If the molten material is not fully removed, it solidifies—and forms burrs.

2. The real reason burrs appear

Burrs are rarely caused by a single factor.

In most cases, they result from a mismatch between key cutting parameters.

1) Gas pressure is not properly balanced

Assist gas (typically oxygen for carbon steel) helps both the cutting reaction and material removal.

• Too low → molten metal remains → burrs

• Too high → unstable airflow → inefficient removal

The goal is not maximum pressure, but controlled and stable pressure

2) Focus position is incorrect

The focus determines how energy is distributed inside the material.

• Too low → insufficient penetration

• Too high → energy dispersion

Both lead to unstable melting and poor material removal.

3) Cutting speed is mismatched

• Too slow → excessive heat → overburning and slag

• Too fast → incomplete melting → material not expelled

Every thickness has an optimal speed window

4) Nozzle height is inconsistent

The distance between nozzle and material affects gas flow efficiency.

• Too high → weak gas impact

• Too low → unstable airflow

Consistency is key for clean cutting

5) Parameters are not matched as a system

The most common mistake in production is adjusting one parameter in isolation.

In reality, cutting quality depends on a balanced combination of:

• Focus

• Speed

• Gas pressure

• Nozzle height

Changing one parameter without adjusting others often leads to worse results

3. How to eliminate burrs in practice

Experienced operators rely on systematic optimization—not trial and error.

• Fine-tune gas pressure

Adjust gradually within a stable range

• Optimize focus position

Make small changes and observe results

• Match speed to thickness

Avoid using fixed speeds across jobs

• Maintain consistent nozzle height

Ensure stable distance during operation

• Standardize parameter settings

Use validated parameter libraries for repeatability

4. Safe operation: an often overlooked factor

While most discussions focus on parameters, safe operation also plays a direct role in cutting quality and consistency. Unstable operation conditions can lead to both defects (like burrs) and serious risks.

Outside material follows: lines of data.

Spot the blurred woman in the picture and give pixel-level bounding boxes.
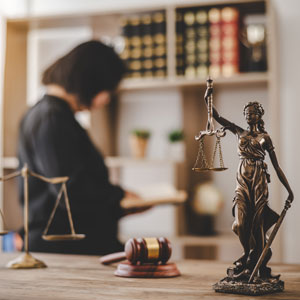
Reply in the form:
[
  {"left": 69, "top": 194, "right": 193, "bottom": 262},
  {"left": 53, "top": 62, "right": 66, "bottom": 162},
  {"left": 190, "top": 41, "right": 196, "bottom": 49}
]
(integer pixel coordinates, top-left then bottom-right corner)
[{"left": 18, "top": 40, "right": 143, "bottom": 255}]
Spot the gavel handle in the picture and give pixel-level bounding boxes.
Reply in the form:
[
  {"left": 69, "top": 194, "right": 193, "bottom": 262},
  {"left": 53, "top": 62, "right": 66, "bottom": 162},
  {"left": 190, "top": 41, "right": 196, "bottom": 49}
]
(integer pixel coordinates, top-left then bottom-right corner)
[{"left": 100, "top": 252, "right": 127, "bottom": 265}]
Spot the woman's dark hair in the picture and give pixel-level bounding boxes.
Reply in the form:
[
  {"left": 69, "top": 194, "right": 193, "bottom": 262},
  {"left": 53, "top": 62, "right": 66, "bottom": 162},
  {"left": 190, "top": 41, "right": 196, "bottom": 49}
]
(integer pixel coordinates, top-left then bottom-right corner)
[
  {"left": 243, "top": 101, "right": 266, "bottom": 133},
  {"left": 42, "top": 40, "right": 126, "bottom": 107}
]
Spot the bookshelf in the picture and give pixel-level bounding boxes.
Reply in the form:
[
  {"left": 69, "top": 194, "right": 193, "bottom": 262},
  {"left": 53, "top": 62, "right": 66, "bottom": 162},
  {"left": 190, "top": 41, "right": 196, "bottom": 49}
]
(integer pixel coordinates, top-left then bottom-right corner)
[
  {"left": 120, "top": 72, "right": 268, "bottom": 90},
  {"left": 0, "top": 0, "right": 280, "bottom": 260}
]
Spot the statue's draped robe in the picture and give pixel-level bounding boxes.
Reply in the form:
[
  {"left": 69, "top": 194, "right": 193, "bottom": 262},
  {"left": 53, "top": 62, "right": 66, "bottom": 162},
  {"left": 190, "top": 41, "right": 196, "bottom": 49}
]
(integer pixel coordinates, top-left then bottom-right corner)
[{"left": 233, "top": 133, "right": 279, "bottom": 262}]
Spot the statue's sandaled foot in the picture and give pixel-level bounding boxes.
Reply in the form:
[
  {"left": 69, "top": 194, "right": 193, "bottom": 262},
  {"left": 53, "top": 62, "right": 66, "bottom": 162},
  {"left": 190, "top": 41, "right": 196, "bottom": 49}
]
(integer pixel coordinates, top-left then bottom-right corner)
[
  {"left": 234, "top": 253, "right": 248, "bottom": 268},
  {"left": 259, "top": 266, "right": 281, "bottom": 281},
  {"left": 228, "top": 254, "right": 249, "bottom": 276},
  {"left": 227, "top": 267, "right": 251, "bottom": 281},
  {"left": 233, "top": 268, "right": 251, "bottom": 281}
]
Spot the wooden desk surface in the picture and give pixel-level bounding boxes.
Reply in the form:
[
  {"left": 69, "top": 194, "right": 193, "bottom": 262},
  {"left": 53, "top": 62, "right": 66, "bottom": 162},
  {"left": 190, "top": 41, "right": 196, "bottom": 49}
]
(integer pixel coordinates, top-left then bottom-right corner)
[{"left": 0, "top": 253, "right": 299, "bottom": 300}]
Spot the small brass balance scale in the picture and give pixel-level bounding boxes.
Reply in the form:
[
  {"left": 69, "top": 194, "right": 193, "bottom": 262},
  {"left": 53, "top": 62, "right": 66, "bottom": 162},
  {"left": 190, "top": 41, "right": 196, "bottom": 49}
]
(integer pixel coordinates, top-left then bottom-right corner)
[
  {"left": 0, "top": 164, "right": 85, "bottom": 269},
  {"left": 193, "top": 78, "right": 227, "bottom": 172}
]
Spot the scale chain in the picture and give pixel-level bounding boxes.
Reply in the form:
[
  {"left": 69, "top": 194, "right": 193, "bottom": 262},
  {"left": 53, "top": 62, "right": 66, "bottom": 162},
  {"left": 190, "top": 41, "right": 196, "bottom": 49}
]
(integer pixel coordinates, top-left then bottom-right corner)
[
  {"left": 193, "top": 78, "right": 227, "bottom": 172},
  {"left": 62, "top": 183, "right": 76, "bottom": 235},
  {"left": 200, "top": 138, "right": 209, "bottom": 169},
  {"left": 211, "top": 137, "right": 219, "bottom": 168},
  {"left": 43, "top": 183, "right": 76, "bottom": 236},
  {"left": 43, "top": 184, "right": 64, "bottom": 236},
  {"left": 218, "top": 137, "right": 225, "bottom": 168},
  {"left": 192, "top": 139, "right": 201, "bottom": 170},
  {"left": 193, "top": 137, "right": 209, "bottom": 170}
]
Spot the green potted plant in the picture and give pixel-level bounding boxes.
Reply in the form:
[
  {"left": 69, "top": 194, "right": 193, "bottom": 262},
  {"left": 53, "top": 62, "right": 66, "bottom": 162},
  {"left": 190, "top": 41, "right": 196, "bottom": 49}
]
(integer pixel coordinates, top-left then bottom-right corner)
[
  {"left": 168, "top": 129, "right": 185, "bottom": 161},
  {"left": 130, "top": 129, "right": 151, "bottom": 158}
]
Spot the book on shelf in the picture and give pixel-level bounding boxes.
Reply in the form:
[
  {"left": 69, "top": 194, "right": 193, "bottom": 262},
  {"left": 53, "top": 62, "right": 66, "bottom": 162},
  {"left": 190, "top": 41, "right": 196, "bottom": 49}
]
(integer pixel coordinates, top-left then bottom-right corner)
[
  {"left": 183, "top": 10, "right": 196, "bottom": 78},
  {"left": 152, "top": 12, "right": 167, "bottom": 78},
  {"left": 176, "top": 11, "right": 184, "bottom": 76},
  {"left": 141, "top": 14, "right": 154, "bottom": 78},
  {"left": 120, "top": 5, "right": 266, "bottom": 81},
  {"left": 120, "top": 11, "right": 167, "bottom": 79},
  {"left": 195, "top": 9, "right": 209, "bottom": 79},
  {"left": 176, "top": 5, "right": 265, "bottom": 79},
  {"left": 208, "top": 7, "right": 222, "bottom": 78},
  {"left": 120, "top": 16, "right": 142, "bottom": 78},
  {"left": 221, "top": 7, "right": 239, "bottom": 77},
  {"left": 120, "top": 17, "right": 131, "bottom": 77},
  {"left": 129, "top": 16, "right": 143, "bottom": 78}
]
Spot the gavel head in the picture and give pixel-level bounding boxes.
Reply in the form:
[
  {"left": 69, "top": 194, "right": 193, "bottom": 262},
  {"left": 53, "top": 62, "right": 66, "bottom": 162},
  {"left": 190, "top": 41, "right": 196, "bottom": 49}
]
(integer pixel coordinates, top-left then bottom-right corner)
[{"left": 125, "top": 237, "right": 172, "bottom": 265}]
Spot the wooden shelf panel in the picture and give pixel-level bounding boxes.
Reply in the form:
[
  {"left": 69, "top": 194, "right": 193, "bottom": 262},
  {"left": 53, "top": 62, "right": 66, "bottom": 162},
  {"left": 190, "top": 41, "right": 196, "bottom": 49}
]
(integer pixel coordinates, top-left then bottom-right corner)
[{"left": 119, "top": 72, "right": 268, "bottom": 91}]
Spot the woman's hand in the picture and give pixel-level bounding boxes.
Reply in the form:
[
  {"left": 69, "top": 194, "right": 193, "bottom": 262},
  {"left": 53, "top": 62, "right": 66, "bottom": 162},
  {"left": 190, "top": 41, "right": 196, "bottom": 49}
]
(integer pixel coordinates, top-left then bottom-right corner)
[{"left": 124, "top": 190, "right": 140, "bottom": 199}]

Key safety practices include:

• Operate with trained personnel only Improper handling can lead to incorrect parameter settings and unstable cutting

• Define a controlled laser working area Restrict access and use clear warning signs to prevent accidental exposure

• Keep the workspace free of flammable materials Laser cutting generates high temperatures and sparks

• Never leave the machine unattended during operation Continuous monitoring helps prevent unexpected cutting defects and hazards

• Wear proper protective equipment Laser safety glasses and protective clothing are essential

• Ensure materials are suitable for laser cutting Unknown materials may produce hazardous reactions or unstable cutting behavior

• Maintain proper ventilation and fume extraction Poor airflow can affect both safety and cutting stability

In practice, a controlled and safe environment helps ensure: stable cutting conditions, consistent results, and reliable production

5. Why some machines produce fewer burrs?

Even with correct parameters, machine performance still matters.

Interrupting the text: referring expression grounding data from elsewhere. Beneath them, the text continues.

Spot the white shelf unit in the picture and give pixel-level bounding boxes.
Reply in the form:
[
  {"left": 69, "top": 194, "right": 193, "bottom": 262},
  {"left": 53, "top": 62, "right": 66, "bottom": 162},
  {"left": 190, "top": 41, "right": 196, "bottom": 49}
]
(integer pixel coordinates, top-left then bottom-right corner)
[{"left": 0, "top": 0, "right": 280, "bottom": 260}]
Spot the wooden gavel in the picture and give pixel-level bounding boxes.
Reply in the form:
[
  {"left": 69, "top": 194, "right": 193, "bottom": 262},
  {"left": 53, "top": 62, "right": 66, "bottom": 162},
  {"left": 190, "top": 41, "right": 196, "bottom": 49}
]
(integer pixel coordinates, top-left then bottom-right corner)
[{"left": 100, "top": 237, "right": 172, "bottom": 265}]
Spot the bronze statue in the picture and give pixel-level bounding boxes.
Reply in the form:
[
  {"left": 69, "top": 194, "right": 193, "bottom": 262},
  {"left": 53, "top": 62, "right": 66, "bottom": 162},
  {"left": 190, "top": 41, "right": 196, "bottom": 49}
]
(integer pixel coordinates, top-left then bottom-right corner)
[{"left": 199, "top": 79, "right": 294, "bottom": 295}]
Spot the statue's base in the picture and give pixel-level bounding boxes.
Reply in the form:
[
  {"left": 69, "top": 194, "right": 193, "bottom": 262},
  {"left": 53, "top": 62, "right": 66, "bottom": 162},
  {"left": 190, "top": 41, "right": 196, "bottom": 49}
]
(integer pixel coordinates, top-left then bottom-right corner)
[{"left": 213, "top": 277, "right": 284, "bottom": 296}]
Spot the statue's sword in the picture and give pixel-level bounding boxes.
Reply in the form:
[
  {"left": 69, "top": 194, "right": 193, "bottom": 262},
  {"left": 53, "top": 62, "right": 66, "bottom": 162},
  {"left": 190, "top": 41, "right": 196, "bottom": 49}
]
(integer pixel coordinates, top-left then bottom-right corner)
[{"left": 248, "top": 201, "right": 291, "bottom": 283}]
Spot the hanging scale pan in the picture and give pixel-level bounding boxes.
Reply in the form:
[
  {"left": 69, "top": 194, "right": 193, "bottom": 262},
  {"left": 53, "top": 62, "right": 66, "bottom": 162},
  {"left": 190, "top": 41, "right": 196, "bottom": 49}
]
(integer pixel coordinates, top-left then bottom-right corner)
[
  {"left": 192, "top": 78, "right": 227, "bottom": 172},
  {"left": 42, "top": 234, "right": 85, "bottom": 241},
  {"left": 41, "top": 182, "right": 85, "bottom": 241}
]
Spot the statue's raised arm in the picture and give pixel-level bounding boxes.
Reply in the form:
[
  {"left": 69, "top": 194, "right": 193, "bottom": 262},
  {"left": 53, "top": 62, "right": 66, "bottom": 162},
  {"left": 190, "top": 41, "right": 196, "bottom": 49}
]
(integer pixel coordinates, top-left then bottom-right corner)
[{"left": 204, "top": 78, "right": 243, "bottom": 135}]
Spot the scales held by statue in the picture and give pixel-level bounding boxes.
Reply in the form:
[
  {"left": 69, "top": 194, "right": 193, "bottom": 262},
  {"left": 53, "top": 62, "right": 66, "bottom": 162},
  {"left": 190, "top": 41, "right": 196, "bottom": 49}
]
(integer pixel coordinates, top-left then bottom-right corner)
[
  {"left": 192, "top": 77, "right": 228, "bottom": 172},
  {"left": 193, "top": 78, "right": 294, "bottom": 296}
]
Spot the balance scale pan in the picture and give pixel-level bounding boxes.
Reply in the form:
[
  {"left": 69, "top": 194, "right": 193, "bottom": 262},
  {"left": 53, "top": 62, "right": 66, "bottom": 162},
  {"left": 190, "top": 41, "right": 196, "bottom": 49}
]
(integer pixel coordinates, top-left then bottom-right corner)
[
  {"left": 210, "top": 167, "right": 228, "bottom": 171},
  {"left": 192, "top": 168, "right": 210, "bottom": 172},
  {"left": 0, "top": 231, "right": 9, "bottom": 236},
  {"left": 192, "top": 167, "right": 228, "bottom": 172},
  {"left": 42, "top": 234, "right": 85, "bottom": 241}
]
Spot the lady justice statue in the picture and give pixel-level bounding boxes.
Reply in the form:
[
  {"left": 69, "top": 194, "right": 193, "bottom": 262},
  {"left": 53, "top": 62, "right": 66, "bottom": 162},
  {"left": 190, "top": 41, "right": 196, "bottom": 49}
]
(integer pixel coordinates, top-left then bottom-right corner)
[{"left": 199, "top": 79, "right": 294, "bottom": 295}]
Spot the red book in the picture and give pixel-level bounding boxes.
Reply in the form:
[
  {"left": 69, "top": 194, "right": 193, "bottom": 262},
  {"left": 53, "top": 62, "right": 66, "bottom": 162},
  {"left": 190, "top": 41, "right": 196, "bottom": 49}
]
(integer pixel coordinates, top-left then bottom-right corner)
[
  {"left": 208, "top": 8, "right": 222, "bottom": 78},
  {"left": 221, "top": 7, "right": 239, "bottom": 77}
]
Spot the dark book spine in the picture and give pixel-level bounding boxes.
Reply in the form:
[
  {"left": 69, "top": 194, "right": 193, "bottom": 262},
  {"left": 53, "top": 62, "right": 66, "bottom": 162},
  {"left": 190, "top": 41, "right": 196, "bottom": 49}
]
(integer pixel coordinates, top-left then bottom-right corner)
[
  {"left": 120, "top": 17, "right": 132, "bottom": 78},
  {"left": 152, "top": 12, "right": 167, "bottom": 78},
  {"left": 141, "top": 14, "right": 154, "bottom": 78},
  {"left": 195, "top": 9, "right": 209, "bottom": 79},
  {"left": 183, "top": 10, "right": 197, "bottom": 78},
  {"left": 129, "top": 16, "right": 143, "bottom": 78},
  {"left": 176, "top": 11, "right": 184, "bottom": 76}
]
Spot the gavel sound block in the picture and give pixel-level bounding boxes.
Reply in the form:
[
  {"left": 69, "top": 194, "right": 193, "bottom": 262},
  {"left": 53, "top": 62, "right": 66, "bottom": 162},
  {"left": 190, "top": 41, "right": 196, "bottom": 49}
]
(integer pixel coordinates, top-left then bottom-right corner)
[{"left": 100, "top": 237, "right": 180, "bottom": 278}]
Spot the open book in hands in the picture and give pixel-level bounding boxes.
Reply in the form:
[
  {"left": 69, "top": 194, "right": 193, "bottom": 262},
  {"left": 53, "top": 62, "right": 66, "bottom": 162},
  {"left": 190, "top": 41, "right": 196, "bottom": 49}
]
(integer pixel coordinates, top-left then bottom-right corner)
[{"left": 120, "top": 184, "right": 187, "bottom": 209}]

• Stable cutting depends on:

• Consistent laser output

• Stable gas control

• Accurate motion system

• Intelligent control algorithms

Modern systems, such as Bodor fiber laser cutting machines, are designed with:

• Intelligent parameter automatch

• Stable system architecture

• Adaptive control for different materials

These features help maintain consistent cutting quality and reduce burr formation in real production environments.

If you're considering upgrading your equipment or exploring a specific model, you can submit your cutting requirements here. Our local sales engineers will contact you shortly to provide tailored recommendations based on your production needs.

Bodor P series sheet metal laser cutting machine

Conclusion

Burrs are not random—they are predictable and preventable.

Clean cutting comes down to one principle:

Balanced parameters + stable operation + safe environment = consistent results

When you understand how process parameters and operating conditions work together, burrs can be significantly reduced—or even eliminated.